Later Tania pulled the hood of her sweater over her head and sat cross-legged on the floor, her arms thrown over her knees, her head bent down in something that might resemble reverence, and she cried for him. A man she’d hardly known, who died for her. Another death for her rather vague cause.
When the Builders did arrive, they’d have a lot to answer for.
A few hours later Vanessa landed the aircraft somewhere in southern Mexico. She tapped the window and mouthed that she was going to recharge the caps, then stepped back in surprise when Tania yanked the handle and opened the cabin door.
“The air’s already contaminated, remember?”
Vanessa tightened her lips. “Are you … I mean, it seems unlikely you’re immune.”
Astronomical odds. Tania tried to act nonchalant, and shrugged. “I don’t know what happened, but when that shock wave hit the pain receded, stabilized. I think maybe the object creates a small aura. I suppose now we’ll find out. Keep an eye on me.”
Vanessa nodded and moved aside.
Tania stepped out into the cool evening air and inhaled the rich aroma of wild vegetation.
Vanessa had set the Helios down on a landing pad on the grounds of a resort or hotel. An isolated place, and despite being enveloped by the jungle around it, the grounds still spoke of immaculate, expensive landscaping. Lights were on everywhere, inside and out, but of course nobody was around.
Tania moved a step from the door. Then another. Then ten.
“I’ll help you,” Tania said, smiling with more confidence than she felt. “Just … haul me back here if I start acting strange.”
“Are you sure?”
“Yes. Come on.”
Together they found and then cleaned the charge cable, which had become home to a particularly large and hairy spider. Vanessa had recoiled at the sight of it, but Tania simply swatted it aside with one quick brush of her hand before picking away the remnants of its web. Then she carried the weight of the cord while Vanessa snapped the charge coupler into place on the receptacle near the tail of the aircraft.

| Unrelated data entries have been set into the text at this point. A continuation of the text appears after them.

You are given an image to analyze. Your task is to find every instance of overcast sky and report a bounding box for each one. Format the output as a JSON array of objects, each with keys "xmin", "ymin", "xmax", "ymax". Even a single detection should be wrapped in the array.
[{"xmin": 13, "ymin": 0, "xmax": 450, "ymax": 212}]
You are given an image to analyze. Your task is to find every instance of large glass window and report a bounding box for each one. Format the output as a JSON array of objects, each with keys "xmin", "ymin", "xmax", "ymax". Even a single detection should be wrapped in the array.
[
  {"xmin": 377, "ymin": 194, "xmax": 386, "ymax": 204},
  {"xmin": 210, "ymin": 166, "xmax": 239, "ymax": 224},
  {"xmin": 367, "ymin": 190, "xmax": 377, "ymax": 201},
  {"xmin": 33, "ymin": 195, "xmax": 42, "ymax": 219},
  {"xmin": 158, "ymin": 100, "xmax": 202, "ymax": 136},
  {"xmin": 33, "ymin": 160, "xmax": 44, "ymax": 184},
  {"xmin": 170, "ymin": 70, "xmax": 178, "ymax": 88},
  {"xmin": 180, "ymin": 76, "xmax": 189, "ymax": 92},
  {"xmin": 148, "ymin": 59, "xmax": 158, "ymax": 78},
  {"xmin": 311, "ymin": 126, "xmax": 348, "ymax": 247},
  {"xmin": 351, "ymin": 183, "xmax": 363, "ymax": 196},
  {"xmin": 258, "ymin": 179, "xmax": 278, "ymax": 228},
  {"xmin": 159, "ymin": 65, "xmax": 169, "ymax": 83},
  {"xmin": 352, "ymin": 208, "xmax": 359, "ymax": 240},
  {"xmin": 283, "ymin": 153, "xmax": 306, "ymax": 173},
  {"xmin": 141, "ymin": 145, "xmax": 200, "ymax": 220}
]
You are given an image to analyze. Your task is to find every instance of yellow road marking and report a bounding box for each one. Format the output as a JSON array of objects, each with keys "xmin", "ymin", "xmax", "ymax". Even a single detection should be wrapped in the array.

“Nice strong line,” the woman said. “Won’t take more than an hour to ensure we can get home.”
“Did you fly before … you know, before?”
“No,” Vanessa said with visible pride. “Skyler taught me.”
For a time they simply sat on benches that lined the walkway to the landing pad and listened to the sounds of the jungle. Despite the ample landscape lighting around them, the stars above still put on a dazzling display. It was a clear, warm night, and other than the occasional insect landing to snack on Tania’s arm, she found the place surreal and calming.
Vanessa let out a long sigh. “I wish he was here. Pablo, I mean.”
“Me, too.”
The woman cast a sidelong glance at Tania and smiled amiably enough. It was clear she wanted to grieve but not in the company of a stranger. She wanted to be with Skyler and Ana, with her crew, to mourn and remember.
“What’s going to happen,” Vanessa asked, “when we gather all of those … things?”
A shiver ran across Tania’s shoulders.
“I know,” Vanessa continued, “I asked you before and you said you didn’t know. But … what do you think is going to happen, Dr. Sharma?”
“All I have are lame hypotheses. Guesses, really. A hypothesis would require some concrete information at least.”
Vanessa’s features hardened. “Tell me anyway. I want to know.”
“You want to know what Pablo died for,” Tania said gently. The other woman looked away, her lack of denial serving as an answer. “I want to know that, too.”
A tear slipped from the corner of Vanessa’s eye and began its stutter-roll down her cheek. She swatted it away like one of the insects and took a big deliberate breath, exhaling through her mouth.
“There is some evidence,” Tania said carefully, “that there will only be one more ship to arrive. An end to this … sequence, less than a year from now. And my guess, educated or otherwise, is that things will go very badly for us if these objects are not installed before that time.”
“And if they are? What happens then?”
Tania shrugged. “No one knows. But Skyler felt strongly that simply waiting around, or ignoring this altogether, was unlikely to lead to the desirable outcome. Assuming of course there is a desirable outcome, for us at least.”